The photographer herself has become a victim of a targeted attack. Her house, which she lives with her partner, was broken into by goons, and more than twenty hard drives stolen, effectively deleting the last five years or so of worth that she has been tirelessly building.
She was quoted by the New Yorker:
I am still traumatized by the attack. It is hard to fall asleep in this place, which is now a crime scene, as I dealt with many crime scenes before.
But Muholi is not deterred by all these attacks:
This work needs to be shown, people need to be educated, people need to feel that there are possibilities. I always think to myself, if you don’t see your community, you have to create it. I can’t be dependent on other people to do it for use. We cannot be denied existence. This is about our lives, and if queer history, trans history, if politics of blackness and self-representation are so key in our lives, we just cannot sit down and not document and bring it forth.
From local to global
The first portrait in Faces and Phases was of Busi Sigara, which was captured at Constitution Hill4 in Johannesburg. This is also a location where many protestors who fought against apartheid were locked up.
Since that first portrait, Muholi has managed to capture more than 500 other characters in different areas of South Africa, in the neighboring African countries, and, in some instances, beyond the continent in countries such as Sweden, Canada, and the United Kingdom.
Her activism has crossed the borders and become a global campaign. Muholi was invited to her former school in Toronto, Canada, to join them on their international tours.
Starting with the Chicago Gay Games held in 2006, spanning across other sports, pride parades, numerous exhibitions, photography workshops, performances, residencies, film festivals, award ceremonies, as well as other cultural events in various parts Mexico, Canada, United States, Italy, Germany, Netherlands, Norway, Lesotho, France, Benin, Uganda, and Botswana.

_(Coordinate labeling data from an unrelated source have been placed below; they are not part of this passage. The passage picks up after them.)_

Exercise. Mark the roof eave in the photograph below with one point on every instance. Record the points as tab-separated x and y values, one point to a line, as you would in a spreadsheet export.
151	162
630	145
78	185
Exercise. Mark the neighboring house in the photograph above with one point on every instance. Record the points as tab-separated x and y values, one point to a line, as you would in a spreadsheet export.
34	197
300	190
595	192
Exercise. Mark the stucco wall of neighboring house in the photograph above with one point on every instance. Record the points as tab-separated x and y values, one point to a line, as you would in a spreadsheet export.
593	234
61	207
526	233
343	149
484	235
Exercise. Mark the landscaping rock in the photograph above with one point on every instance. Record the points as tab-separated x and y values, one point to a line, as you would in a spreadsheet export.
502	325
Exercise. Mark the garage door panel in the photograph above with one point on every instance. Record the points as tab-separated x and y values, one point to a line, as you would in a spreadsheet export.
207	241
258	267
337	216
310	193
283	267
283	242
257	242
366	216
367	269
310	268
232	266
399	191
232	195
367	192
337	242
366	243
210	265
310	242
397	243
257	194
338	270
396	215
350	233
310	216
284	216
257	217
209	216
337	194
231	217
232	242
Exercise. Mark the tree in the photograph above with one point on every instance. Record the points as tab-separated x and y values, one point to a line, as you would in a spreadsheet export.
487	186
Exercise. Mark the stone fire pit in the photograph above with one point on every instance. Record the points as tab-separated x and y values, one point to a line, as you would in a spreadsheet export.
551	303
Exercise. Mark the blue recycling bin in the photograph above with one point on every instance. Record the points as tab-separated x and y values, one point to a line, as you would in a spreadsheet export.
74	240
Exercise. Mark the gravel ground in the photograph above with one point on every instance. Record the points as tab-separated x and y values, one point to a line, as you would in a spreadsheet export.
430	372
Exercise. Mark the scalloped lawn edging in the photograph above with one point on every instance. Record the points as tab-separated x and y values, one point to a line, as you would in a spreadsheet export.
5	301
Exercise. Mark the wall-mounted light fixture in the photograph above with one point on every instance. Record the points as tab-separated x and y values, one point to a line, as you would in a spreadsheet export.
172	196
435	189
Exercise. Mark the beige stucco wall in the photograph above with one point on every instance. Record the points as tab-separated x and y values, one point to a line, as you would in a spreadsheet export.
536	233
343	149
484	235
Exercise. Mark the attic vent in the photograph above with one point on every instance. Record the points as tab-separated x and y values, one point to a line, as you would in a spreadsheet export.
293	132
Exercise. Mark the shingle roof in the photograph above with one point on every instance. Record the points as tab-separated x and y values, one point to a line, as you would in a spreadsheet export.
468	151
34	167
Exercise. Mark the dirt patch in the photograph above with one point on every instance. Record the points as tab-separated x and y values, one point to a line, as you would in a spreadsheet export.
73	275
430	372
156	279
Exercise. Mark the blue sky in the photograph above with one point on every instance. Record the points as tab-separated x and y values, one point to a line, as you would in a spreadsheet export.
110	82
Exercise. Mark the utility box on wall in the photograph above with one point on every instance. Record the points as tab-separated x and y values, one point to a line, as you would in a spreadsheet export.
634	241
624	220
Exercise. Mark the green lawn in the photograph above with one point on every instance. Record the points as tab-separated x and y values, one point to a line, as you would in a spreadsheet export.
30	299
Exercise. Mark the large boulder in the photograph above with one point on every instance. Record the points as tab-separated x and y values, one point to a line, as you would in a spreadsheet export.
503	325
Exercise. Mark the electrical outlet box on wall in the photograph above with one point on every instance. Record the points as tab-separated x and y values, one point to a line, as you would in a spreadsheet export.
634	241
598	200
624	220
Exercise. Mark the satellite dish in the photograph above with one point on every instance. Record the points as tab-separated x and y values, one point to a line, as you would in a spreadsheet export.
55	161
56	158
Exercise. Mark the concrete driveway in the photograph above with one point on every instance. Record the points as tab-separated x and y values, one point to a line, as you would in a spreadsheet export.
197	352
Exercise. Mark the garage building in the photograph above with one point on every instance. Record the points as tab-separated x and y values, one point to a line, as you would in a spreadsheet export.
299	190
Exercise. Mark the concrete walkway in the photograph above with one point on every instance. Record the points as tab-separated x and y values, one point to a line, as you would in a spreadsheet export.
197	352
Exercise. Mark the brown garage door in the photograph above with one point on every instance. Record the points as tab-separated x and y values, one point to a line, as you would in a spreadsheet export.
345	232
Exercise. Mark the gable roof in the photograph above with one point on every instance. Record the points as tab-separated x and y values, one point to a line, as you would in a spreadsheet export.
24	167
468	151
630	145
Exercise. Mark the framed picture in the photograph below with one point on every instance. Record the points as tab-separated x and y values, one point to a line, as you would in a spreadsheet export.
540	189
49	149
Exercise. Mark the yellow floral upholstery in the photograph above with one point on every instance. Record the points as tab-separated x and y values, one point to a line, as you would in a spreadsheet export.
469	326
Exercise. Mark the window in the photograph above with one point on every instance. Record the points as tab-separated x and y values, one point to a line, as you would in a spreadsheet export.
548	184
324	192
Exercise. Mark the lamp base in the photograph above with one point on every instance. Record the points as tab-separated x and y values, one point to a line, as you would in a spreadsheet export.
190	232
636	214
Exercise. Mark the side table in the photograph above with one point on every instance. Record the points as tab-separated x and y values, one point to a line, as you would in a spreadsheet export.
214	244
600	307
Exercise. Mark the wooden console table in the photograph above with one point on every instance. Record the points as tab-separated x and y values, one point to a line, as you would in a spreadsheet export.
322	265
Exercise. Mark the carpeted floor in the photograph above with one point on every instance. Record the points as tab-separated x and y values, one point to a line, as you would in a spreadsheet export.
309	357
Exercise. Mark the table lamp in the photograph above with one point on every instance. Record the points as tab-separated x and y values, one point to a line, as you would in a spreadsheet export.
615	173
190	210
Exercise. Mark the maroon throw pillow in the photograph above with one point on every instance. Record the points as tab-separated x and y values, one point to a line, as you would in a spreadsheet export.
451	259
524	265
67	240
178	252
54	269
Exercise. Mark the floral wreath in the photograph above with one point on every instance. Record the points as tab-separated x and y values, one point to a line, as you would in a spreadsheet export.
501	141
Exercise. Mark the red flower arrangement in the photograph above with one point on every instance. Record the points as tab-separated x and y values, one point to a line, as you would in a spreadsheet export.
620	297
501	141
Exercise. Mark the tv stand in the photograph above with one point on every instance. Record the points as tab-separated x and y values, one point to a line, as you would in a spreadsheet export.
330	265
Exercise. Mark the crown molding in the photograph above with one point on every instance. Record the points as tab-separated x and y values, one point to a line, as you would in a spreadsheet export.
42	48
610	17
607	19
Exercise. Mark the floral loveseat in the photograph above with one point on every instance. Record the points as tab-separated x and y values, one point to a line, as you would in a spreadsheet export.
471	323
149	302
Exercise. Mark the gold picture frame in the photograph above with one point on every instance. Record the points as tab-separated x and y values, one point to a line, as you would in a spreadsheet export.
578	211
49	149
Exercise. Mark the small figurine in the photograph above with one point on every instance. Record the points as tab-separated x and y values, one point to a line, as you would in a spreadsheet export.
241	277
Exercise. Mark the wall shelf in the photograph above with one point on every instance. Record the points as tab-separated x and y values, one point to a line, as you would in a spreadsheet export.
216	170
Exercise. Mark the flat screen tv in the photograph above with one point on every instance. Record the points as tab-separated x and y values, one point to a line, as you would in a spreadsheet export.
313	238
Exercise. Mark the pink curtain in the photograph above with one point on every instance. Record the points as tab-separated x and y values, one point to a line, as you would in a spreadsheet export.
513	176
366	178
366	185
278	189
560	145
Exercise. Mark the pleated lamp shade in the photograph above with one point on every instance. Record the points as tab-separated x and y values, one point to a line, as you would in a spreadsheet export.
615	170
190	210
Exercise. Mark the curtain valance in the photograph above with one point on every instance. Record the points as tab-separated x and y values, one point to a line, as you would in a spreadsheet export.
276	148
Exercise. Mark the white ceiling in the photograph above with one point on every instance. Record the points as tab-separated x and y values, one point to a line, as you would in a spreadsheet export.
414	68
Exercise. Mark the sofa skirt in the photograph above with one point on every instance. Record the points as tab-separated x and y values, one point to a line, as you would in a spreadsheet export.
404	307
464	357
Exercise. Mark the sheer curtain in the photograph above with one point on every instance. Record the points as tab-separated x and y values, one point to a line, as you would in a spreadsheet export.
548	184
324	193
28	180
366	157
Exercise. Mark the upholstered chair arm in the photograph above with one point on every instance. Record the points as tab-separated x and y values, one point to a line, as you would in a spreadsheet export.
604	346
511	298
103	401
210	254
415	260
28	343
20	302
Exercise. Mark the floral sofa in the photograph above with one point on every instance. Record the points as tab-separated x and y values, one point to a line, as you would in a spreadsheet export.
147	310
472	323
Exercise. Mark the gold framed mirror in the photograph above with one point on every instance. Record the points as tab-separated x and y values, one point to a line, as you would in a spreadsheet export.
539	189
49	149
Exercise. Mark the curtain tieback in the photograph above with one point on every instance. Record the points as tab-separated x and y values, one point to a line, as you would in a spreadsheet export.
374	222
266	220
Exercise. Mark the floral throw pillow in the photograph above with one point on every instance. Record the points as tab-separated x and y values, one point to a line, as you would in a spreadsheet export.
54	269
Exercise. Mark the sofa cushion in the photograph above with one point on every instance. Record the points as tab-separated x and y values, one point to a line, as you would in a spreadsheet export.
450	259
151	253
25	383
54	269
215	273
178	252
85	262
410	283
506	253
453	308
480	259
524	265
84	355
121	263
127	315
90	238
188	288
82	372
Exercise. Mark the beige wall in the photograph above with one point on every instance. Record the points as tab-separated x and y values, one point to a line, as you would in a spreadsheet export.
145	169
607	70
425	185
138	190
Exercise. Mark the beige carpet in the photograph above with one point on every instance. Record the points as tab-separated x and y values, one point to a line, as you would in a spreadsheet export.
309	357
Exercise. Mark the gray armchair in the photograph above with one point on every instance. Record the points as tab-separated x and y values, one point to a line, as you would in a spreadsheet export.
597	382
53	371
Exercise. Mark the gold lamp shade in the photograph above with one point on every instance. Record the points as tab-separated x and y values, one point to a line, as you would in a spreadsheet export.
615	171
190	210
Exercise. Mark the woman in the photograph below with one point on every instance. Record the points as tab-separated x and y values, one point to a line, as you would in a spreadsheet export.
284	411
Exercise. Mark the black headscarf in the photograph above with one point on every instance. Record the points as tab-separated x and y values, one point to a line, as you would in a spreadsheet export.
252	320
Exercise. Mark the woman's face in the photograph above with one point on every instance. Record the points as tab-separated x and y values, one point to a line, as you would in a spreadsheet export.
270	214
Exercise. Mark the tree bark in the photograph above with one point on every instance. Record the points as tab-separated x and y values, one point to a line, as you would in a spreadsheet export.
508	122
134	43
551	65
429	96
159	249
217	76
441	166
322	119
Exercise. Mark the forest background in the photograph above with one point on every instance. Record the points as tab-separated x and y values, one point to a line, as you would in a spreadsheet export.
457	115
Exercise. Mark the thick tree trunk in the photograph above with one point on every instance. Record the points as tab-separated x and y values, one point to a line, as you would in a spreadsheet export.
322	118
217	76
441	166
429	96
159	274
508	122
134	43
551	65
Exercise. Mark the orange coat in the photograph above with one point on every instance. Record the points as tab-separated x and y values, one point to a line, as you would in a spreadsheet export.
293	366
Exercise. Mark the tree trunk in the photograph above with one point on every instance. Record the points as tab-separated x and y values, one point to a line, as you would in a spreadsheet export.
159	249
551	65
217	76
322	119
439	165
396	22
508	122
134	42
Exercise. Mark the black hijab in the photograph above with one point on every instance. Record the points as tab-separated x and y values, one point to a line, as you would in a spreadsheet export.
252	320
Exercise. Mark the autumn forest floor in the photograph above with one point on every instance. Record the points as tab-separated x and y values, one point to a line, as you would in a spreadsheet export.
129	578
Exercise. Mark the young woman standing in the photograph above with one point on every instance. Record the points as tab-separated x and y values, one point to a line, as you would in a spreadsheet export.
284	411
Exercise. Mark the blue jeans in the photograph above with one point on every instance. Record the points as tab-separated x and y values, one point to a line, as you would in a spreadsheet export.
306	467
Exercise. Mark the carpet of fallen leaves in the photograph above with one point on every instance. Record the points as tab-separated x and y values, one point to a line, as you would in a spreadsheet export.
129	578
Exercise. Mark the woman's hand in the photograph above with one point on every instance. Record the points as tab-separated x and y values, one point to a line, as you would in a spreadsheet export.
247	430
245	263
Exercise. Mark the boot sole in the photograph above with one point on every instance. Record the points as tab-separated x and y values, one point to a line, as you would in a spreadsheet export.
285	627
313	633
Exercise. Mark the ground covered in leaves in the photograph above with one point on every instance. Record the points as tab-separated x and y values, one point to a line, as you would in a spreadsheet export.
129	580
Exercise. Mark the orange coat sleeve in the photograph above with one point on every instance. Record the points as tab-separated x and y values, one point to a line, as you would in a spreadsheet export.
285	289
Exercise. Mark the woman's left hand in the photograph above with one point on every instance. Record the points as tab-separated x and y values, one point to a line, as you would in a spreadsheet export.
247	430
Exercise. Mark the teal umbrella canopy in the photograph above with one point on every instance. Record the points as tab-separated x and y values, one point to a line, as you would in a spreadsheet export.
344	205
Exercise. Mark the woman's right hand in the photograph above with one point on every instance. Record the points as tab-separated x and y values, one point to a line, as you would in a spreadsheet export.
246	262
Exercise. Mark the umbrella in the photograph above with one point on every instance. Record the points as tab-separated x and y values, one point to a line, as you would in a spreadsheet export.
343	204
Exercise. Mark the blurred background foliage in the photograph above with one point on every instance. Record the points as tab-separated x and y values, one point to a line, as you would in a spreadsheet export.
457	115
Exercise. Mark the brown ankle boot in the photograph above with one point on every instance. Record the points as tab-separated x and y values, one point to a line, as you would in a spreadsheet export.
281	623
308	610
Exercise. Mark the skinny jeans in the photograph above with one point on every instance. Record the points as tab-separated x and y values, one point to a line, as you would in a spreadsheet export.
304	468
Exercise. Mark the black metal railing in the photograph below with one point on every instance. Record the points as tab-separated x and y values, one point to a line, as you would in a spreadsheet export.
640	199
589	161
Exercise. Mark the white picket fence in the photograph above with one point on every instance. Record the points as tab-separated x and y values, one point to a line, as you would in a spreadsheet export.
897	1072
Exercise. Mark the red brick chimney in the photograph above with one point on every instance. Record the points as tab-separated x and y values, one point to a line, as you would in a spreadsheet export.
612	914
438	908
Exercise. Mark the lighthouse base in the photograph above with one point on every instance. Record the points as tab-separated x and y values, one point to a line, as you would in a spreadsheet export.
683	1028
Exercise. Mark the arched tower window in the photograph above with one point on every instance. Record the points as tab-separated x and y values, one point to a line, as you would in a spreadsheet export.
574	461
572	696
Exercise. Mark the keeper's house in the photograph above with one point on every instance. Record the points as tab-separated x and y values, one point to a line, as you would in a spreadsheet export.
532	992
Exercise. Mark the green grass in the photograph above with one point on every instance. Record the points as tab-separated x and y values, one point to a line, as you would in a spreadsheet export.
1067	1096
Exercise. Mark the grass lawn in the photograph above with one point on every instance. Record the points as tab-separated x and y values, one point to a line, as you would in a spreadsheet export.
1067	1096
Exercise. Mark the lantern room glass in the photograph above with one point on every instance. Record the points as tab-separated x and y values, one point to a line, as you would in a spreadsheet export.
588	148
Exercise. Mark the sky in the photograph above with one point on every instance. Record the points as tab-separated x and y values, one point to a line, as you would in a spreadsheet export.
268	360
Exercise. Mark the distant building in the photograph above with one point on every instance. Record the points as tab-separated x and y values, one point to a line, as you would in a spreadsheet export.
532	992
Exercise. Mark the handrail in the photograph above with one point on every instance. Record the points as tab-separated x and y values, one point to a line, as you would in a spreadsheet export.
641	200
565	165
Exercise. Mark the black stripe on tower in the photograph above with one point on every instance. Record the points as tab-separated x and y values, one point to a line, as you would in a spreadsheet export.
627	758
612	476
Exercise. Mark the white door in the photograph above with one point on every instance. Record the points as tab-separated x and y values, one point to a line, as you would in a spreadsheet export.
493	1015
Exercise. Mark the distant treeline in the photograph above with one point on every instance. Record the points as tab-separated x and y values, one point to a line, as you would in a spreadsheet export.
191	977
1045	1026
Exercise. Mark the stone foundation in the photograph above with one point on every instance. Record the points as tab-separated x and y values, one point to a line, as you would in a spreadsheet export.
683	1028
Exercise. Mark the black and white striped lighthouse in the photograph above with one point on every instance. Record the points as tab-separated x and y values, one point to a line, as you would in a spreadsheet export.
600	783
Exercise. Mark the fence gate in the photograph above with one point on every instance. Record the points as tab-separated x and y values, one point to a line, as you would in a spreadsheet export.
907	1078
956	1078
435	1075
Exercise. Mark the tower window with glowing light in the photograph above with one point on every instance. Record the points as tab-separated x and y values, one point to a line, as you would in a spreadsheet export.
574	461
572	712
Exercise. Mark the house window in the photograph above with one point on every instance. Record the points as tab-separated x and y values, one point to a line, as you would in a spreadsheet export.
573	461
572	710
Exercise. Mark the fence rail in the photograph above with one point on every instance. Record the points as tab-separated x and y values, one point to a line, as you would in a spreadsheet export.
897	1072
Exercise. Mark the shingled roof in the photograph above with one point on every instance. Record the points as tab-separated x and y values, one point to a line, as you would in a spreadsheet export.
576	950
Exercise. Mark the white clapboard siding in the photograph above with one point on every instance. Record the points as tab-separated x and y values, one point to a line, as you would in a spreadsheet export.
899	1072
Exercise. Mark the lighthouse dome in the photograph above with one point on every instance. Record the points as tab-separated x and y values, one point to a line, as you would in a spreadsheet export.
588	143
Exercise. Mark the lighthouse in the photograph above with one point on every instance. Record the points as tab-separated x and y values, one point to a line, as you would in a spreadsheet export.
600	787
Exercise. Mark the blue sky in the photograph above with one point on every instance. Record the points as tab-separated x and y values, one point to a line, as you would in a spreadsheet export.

This year (2019), Faces and Phases holds a reflective stance to acknowledge some of the milestones achieved by the series since its inception while honoring the long road still lies ahead before full freedom may be realized, including complete elimination of hate crimes against members of the LGBTQIA communities.
Video: Zanele Muholi speaks about her work
Susan Kart of Grove Art Online believes that Faces and Phases documents victims of sexual assault and hate crimes; the wedding images share moments of victory, acceptance, and joy for LGBTI families.
Faces and Phases is rooted in advocacy and social justice, and Muholi sees herself as not just an artist but an activist as well. Through this series, she tries to present positive portraits of individuals usually confronted by society’s assumptions, stereotypes, and prejudices based on race, sexuality, and identity.
The subjects in Faces and Phases look straight at the lens of the camera and the viewer, conveying the message of defiance, openness, being both shy and proud.
Faces and Phases also encourages the inclusion of members from LGBTQIA communities in academic, economic, social, and other spheres of society. Speaking about the strides so far, Muholi said:
The journey has been long and hard.
She also paid tribute to each of her participants in the series. Muholi states,
This is not art; this is life. Each and every photograph is someone’s biography.